There are actually a few data science packages that force you to build a class in order to use them properly. Specifically these two:

![](imgs/scrapy.png)
![](imgs/pytorch.png)

* **PyTorch** - A popular deep learning library. Second only in popularity to TensorFlow/Keras and gaining.
* **Scrapy** - A heavy-duty webscraping library, much more powerful than BeautifulSoup.

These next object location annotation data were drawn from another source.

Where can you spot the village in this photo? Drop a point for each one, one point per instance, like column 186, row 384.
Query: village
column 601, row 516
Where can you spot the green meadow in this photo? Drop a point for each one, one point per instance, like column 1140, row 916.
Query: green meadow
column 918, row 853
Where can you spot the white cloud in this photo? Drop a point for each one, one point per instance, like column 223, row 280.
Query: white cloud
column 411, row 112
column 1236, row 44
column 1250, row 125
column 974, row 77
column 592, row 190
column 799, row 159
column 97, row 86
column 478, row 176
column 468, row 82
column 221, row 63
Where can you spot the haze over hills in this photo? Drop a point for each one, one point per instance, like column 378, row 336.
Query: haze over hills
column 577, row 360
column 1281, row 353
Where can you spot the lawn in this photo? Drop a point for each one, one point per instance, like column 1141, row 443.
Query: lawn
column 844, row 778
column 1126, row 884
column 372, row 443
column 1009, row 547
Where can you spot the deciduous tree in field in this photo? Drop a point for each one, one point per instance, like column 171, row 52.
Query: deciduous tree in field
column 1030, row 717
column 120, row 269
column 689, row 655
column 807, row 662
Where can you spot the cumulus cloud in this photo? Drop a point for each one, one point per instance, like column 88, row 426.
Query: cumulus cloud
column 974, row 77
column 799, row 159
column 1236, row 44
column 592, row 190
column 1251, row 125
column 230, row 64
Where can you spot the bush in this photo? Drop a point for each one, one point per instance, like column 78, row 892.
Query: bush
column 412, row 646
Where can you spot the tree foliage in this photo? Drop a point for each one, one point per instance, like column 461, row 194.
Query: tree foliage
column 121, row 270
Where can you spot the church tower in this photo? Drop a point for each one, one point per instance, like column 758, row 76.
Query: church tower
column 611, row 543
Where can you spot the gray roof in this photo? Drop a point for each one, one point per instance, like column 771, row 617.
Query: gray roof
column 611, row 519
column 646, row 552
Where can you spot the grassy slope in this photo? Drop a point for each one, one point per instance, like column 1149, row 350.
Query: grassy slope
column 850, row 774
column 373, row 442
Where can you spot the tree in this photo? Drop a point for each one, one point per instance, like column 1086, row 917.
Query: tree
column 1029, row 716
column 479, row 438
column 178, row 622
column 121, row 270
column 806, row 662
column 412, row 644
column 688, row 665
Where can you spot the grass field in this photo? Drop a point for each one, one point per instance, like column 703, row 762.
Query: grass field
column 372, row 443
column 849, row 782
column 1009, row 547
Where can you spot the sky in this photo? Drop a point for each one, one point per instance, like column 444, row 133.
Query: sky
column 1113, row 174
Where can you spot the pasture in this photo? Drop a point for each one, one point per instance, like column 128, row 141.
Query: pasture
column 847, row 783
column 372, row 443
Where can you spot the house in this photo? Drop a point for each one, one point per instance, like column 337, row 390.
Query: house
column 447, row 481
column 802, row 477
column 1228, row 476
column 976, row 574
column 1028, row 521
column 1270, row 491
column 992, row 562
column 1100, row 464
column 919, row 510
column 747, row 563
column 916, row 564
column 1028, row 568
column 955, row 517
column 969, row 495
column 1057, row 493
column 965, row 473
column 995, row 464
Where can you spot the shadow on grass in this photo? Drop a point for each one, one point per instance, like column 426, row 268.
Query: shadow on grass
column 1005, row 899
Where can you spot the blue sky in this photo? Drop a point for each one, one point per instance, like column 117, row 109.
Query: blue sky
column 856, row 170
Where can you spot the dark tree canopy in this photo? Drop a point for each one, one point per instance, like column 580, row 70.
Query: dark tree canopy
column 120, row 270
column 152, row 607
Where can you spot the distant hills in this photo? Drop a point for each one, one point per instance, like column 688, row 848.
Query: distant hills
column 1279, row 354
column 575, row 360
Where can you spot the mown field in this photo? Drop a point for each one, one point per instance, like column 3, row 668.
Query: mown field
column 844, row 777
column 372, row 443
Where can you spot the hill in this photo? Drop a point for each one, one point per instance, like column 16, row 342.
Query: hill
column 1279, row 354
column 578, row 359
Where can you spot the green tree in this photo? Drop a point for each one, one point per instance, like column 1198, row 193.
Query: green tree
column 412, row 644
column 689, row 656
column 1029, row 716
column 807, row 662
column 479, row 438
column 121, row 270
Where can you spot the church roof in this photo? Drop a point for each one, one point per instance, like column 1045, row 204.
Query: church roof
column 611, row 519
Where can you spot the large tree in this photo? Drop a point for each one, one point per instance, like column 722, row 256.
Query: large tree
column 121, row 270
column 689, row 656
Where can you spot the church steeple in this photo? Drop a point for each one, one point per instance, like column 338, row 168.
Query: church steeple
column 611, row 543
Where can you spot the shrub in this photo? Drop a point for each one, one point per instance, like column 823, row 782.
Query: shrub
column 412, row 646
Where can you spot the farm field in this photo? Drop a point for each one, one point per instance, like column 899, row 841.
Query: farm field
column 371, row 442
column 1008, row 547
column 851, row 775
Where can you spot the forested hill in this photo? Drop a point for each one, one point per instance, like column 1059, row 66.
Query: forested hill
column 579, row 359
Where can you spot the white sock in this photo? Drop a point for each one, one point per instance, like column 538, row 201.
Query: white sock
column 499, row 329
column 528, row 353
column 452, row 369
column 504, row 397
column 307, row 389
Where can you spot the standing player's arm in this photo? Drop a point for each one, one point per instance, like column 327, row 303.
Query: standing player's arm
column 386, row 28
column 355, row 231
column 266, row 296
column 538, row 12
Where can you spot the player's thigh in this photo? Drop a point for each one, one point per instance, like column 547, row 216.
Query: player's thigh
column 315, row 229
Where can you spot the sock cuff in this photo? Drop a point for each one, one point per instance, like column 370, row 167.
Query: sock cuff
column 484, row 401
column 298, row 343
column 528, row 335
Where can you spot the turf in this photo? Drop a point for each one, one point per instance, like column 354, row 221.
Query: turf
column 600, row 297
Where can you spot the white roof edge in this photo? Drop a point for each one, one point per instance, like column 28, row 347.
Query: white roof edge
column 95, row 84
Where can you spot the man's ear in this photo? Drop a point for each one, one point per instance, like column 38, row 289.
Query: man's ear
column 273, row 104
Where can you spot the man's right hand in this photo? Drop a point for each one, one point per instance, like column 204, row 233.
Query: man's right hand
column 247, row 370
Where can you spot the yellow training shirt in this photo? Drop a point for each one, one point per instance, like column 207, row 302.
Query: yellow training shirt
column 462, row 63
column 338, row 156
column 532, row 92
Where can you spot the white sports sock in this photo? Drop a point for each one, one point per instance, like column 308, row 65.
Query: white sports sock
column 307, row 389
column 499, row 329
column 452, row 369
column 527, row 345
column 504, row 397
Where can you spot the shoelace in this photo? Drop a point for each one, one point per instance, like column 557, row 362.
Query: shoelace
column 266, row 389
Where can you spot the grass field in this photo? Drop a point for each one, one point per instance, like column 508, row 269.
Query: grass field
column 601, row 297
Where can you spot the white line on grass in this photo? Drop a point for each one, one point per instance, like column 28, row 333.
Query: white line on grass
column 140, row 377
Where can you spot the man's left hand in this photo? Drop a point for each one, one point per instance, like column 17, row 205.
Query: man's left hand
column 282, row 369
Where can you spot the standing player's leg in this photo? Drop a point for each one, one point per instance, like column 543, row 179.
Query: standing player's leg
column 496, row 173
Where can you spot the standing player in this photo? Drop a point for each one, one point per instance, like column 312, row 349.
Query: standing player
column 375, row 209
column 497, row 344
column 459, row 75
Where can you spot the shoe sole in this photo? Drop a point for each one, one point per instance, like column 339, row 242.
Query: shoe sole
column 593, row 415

## Conclusions and Takeaways
* OOP is a really cool coding paradigm that takes some getting used to.
* OOP is easy to use and write, but code can be pretty long sometimes.
* OOP can serve to really clean you code up and make it easier to read.
* We won't _need_ to build classes very often, but we should definitely do it more!
* Let us all be more OO.

- Leo's advice: think of the architecture of your entire code base as a hierarchy. 
- If you are writing multiple functions that are related to each other and have to share values of variables between them, it might be a good idea to group these related functions into a class.
- Taking it one step further, if you have multiple classes that are related to each other and it makes sense to group them together, then create a separate module (a `.py` file) with a descriptive name and put all these classes inside that file. You can import the classes into your script as if they were a package!
- Taking the concept one step further, if you have a large code base of many modules that are related to each other, put them all into a folder and add some wrapper code to create your own package and share it with the community on GitHub! Who knows? you might create the next sklearn or pandas in your domain!